Editor’s note: This story is part of a series of profiles of notable spring 2023 graduates.

Among the many lessons learned during the COVID-19 pandemic, one stood out for College of Health Solutions graduate Aryana Gonzales.

Actually it just reinforced a fact that Gonzales already suspected to be true. Conditions such as those caused by the COVID-19 pandemic have a disparate impact on marginalized groups.

Aryana Gonzales portrait.
Aryana Gonzales

Gonzales, from Nogales, Arizona, wanted to find out why, which helped her decide on pursuing a Master of Science in health care delivery.

“My program is an interdisciplinary field that addresses the complex needs of our current health care system in the U.S.,” Gonzales said. ”I became more curious about how our social determinants impact our overall health and future health outcomes.”

Question: What’s something you learned while at ASU — in the classroom or otherwise — that surprised you or changed your perspective?

Answer: One lesson that changed my perspective is that our laws reflect our values. I find myself thinking about what constituents' values are when a legislator is proposing a bill and if these are true reflections. I used to believe that our states were united, but we all have our own beliefs and are incredibly individualistic, and this has helped me understand why there is currently a divide in our country.

Q: Why did you choose ASU?

A: I chose ASU due to its contributions to research and curious minds who want to better understand and aid the world for the better. 

Q: Which professor taught you the most important lesson while at ASU?

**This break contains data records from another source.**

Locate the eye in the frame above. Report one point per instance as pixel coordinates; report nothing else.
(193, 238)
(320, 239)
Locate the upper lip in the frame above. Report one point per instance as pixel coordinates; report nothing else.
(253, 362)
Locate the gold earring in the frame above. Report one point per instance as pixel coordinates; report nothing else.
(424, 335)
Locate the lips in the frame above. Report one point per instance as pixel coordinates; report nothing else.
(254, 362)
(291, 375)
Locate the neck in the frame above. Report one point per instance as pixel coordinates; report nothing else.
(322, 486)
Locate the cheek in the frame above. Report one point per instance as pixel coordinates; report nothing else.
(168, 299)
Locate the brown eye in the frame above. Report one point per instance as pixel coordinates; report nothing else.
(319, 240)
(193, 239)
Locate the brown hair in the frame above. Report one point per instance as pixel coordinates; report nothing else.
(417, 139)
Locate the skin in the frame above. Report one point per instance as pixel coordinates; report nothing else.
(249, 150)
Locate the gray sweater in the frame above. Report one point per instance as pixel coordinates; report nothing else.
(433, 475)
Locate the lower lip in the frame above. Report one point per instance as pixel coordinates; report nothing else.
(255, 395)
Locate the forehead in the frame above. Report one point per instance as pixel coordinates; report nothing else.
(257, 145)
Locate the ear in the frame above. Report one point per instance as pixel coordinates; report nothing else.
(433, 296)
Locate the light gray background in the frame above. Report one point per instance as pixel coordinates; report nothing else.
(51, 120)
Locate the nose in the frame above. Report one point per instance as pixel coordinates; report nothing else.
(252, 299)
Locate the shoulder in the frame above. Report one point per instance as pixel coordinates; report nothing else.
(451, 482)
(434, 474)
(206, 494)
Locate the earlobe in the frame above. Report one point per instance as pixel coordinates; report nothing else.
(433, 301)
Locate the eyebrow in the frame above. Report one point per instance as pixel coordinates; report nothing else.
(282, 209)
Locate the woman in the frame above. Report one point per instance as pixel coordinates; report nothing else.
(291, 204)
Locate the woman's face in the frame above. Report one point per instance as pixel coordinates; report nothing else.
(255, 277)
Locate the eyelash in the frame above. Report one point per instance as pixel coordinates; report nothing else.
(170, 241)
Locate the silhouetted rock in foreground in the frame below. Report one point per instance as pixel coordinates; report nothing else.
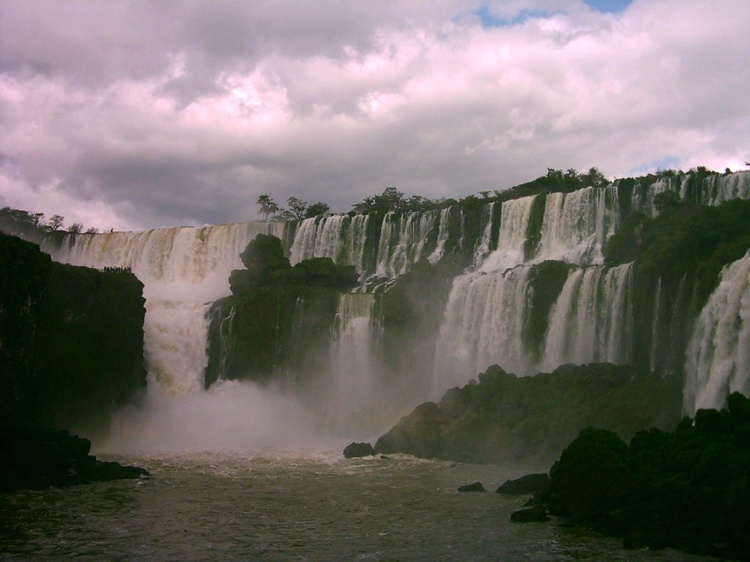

A: The professor that taught me the most important lesson was my capstone faculty mentor, Dr. Elizabeth Kizer. She taught me that we need to connect with others and find our support system where we can, as well as — even though we might both be from a rural town — we can make it anywhere just like anyone else. 

Q: What’s the best piece of advice you’d give to those still in school?

A: Don't be afraid to ask questions. The world is a very confusing place, and wanting to know more and the reasons why have helped me see the world differently. Continue thinking outside the box! We complete systematic change together.  

Q: What was your favorite spot on campus, whether for studying, meeting friends or just thinking about life?

A: My favorite spot to study is the TA/graduate student workspace in Health South (on the Downtown Phoenix campus) on the fourth floor.

Q: What are your plans after graduation?

A: I am currently researching accelerated nursing and physician assistant programs. I am ready to bring my lessons to care for the population that should be at the center of the health care system: the patients.

Q: If someone gave you $40 million to solve one problem on our planet, what would you tackle?

A: I would do anything I can to ensure housing for all. The amount of heat-related deaths in Maricopa County is continuously increasing every year, along with housing prices. I would try to build as many cooling resilience hubs containing community gardens around the Valley as the first step.